Antiproliferative effects of Bortezomib in endothelial cells transformed by viral G protein-coupled receptor associated to Kaposi's sarcoma

•Bortezomib decreases vGPCR cell number and induces cell morphology changes.•Bortezomib reduces ERK1/2 phosphorylation and induces MKP-3 accumulation.•Bortezomib upregulates FOXO1 protein and decreases its phosphorylation.•p21 mRNA expression is increased by Bortezomib in a MKP-3-dependent way.•VEGF mRNA is decreased by Bortezomib through ERK1/2 inhibition.

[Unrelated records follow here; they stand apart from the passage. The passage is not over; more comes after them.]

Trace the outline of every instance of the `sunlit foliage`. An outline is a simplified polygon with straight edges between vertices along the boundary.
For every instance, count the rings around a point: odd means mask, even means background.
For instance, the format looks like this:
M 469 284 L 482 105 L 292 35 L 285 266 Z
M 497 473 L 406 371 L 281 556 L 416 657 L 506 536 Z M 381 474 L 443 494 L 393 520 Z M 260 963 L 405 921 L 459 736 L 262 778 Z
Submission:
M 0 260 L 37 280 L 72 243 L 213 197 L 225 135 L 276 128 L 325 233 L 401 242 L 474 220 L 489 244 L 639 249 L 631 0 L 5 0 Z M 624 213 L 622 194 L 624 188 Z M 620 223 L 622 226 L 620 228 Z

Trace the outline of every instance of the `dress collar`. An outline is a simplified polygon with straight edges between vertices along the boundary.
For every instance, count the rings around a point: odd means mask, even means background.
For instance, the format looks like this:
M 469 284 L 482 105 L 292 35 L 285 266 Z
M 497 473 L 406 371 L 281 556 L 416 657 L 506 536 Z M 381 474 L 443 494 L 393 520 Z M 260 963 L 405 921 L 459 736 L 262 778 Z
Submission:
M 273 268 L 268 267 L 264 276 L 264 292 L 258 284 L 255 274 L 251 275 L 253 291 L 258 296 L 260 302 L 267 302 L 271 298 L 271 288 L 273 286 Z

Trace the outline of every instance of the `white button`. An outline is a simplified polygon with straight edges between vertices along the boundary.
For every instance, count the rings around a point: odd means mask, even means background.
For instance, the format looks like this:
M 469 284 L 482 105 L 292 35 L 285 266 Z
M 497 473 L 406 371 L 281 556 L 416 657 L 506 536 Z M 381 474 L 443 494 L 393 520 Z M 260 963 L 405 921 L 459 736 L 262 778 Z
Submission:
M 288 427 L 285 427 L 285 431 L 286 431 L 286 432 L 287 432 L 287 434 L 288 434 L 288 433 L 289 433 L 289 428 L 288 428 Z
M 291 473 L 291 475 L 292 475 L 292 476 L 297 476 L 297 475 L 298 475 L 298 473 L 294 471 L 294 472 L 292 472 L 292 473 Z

The Kaposi's Sarcoma-associated Herpes virus G Protein-Coupled Receptor (vGPCR) is a key molecule in the pathogenesis of Kaposi Sarcoma. We have previously demonstrated that the proteasome inhibitor Bortezomib inhibits NF-κB pathway, which is required for tumor maintenance in endothelial cells that express vGPCR (vGPCR cells). In this work, we further investigated Bortezomib anti-proliferative mechanism of action. We demonstrated that Bortezomib decreases vGPCR cell number in a dose-dependent manner and induces cell morphology changes. Bortezomib decreases ERK1/2 phosphorylation whereas induces the accumulation of MKP-3 - a specific ERK1/2 MAP kinase phosphatase - in time and concentration dependent manner (1.5-32 h; 0.25-1 nM). The transcription factor FOXO1 is activated by dephosphorylation and regulates p21 expression. Here, we demonstrated that Bortezomib increases FOXO1 protein and decreases its phosphorylation in a concentration dependent manner (0.25-1 nM). Bortezomib (0.5 nM, 24 h) also increase nuclear FOXO1 protein, in line with FOXO1 dephosphorylation induced by the drug. Consistent with FOXO1 dephosphorylation/activation, p21 mRNA expression is increased by Bortezomib in a MKP-3-dependent way. Bortezomib (0.5 nM, 24 h) also decreases VEGF, an ERK1/2 -dependent effect. It is concluded that in vGPCR cells, Bortezomib decreases ERK1/2 and FOXO1 phosphorylation through MKP-3 accumulation, leading ERK1/2 deactivation and FOXO1 activation respectively and, consequently, to cell proliferation inhibition, p21 induction and VEGF repression. Taken together, all these events contribute to the anti-tumoral effect of Bortezomib.